Pour une gouvernance qui manque de lumière dans ses idées, il ne sert à rien de chercher après de faux-semblants pour faire porter la responsabilité à la faible lueur de la bougie dans l'éclairage à apporter à la déjà très sombre atmosphère où baigne la communauté.

Lorsque le bon sens fuit l'esprit, gambade dans son éperdue balade, c'est le manque de confiance qui s'installe avec armes et bagages dans la conscience de ceux à qui échappe la gestion de la chose publique.

On ne peut donc raisonnablement ? et contre la logique de la nature - privilégier dans sa stratégie le principe du statu quo et sur un autre plan miroiter au peuple un semblant d'agir dans le sens d'un contexte dynamique qu'impose la science et le cours de l'histoire.

On ne peut forcément que tomber dans le phénomène de la triche, du mensonge, de la combine, de la ruse, du clientélisme, de la fraude, du compagnonnage, du clanisme et autres maux sociaux qui rongent à présent la société algérienne.

On fera inéluctablement, sans remords, dans ce non-sens qui suscitera le manque de confiance à tous les niveaux et strates de la société algérienne. On se condamnera à montrer aux autres une voie et à en choisir pour soi une tout autre !

Voilà plus de trois décennies qu'Ahmed Ouyahia est posté - à intervalles réguliers, sinon à répétition - aux plus hautes fonctions du pouvoir. Il aura fait dans cet atermoiement si cher une affaire qui lui fera dire et surtout faire une chose et son contraire !

Pour soutenir tantôt une idée tantôt son opposée, ou même tenter de nous convaincre plutôt de ce choix que de celui-là, pour finalement nous fausser compagnie et totalement après changer de raisonnement.

Arriver à changer aussi vite, et à répétition, de vision, d'opinion et de position implique un manque flagrant dans la stratégie du pouvoir en place. Le délitement de la responsabilité justifie lui aussi cette mauvaise foi pour laisser les choses en l'état. Mettre deux fers au feu est cette ruse de guerre qui a déjà montré ses limites.

Et la vie continue? ! Toute chute n'annonce forcément ou bien évidemment guère la fin du monde. Pourvu que celui qui tombe de si haut sache soigneusement s'épousseter le derrière et aussitôt après ou très rapidement se relever de sa déconvenue.

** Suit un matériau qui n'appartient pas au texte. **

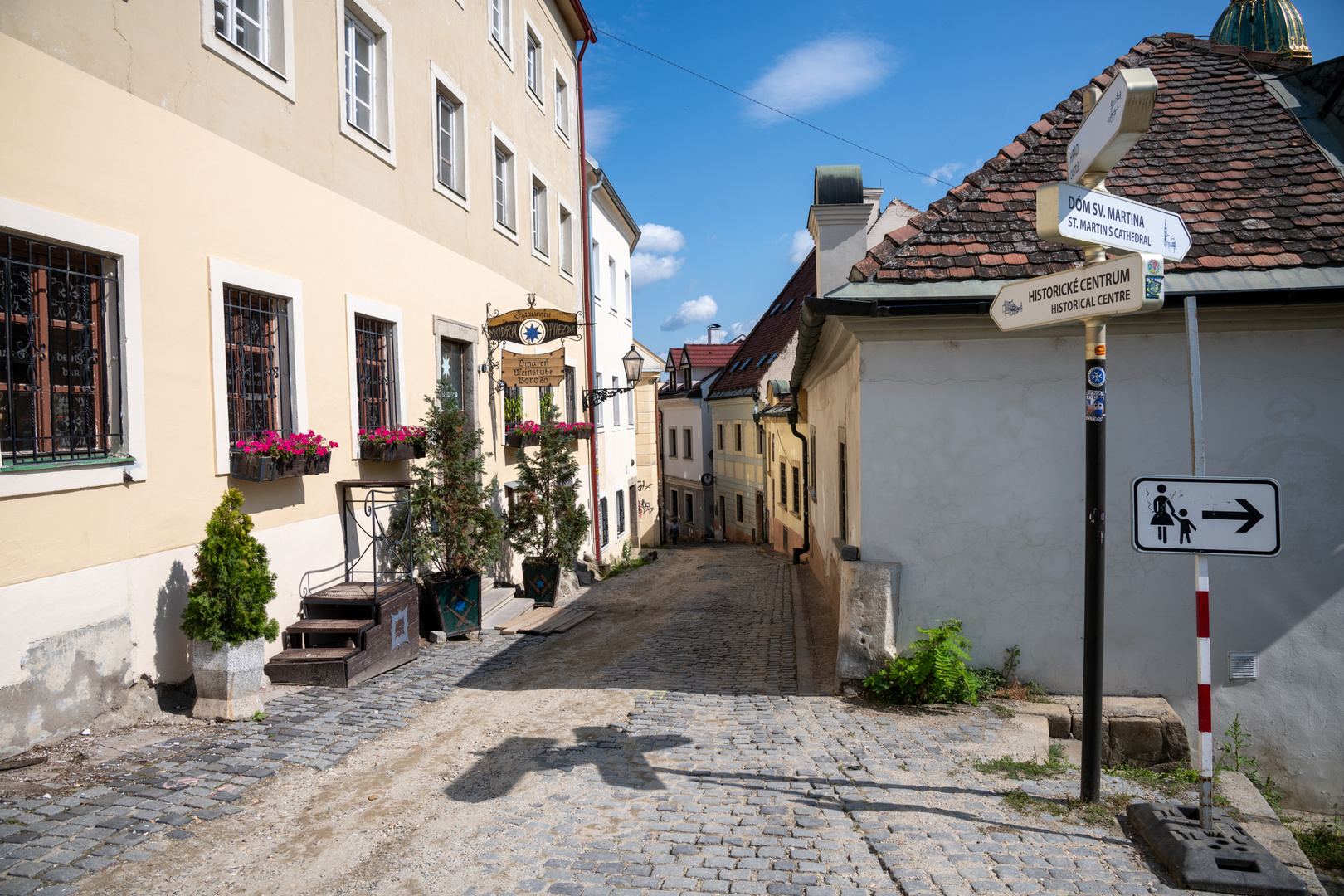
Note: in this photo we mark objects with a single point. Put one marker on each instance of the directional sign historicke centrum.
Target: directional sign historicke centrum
(1187, 514)
(1079, 217)
(1101, 289)
(1114, 124)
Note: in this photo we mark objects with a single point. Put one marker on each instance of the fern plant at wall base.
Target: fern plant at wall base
(933, 670)
(226, 614)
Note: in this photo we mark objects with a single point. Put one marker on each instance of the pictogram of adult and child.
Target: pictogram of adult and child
(1163, 509)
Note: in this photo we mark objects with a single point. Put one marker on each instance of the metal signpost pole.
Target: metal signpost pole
(1205, 659)
(1094, 555)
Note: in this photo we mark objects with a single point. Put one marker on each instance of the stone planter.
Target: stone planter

La pluie qui nous tombe si irrégulièrement du ciel ne nous annonce-t-elle pas le meilleur des commencements qui puissent exister à travers le monde ? Sans le moindre détour ou encore possible renoncement !

A nous donc de croire après en cet espoir de réaliser les grandes moissons projetées ou celles très attendues, et d'engranger la contrepartie de l'effort fourni comme tribut à la vie au quotidien, afin de persévérer dans cette voie du progrès et du travail fécond et bénéfique au profit de la société.

Croire en nos forces et potentialités constitue déjà un véritable gage de réussite.

Dans ce grand chapitre des vrais téméraires et autres potentiels clients des ascenseurs sociaux ou même très naturels escaliers de la vie en société, l'exemple parfait nous est fourni - et à répétition, s'il vous plaît ! - par le Phénix dans son génie assez singulier de se remettre en cause, de se reconsidérer ou de se repositionner.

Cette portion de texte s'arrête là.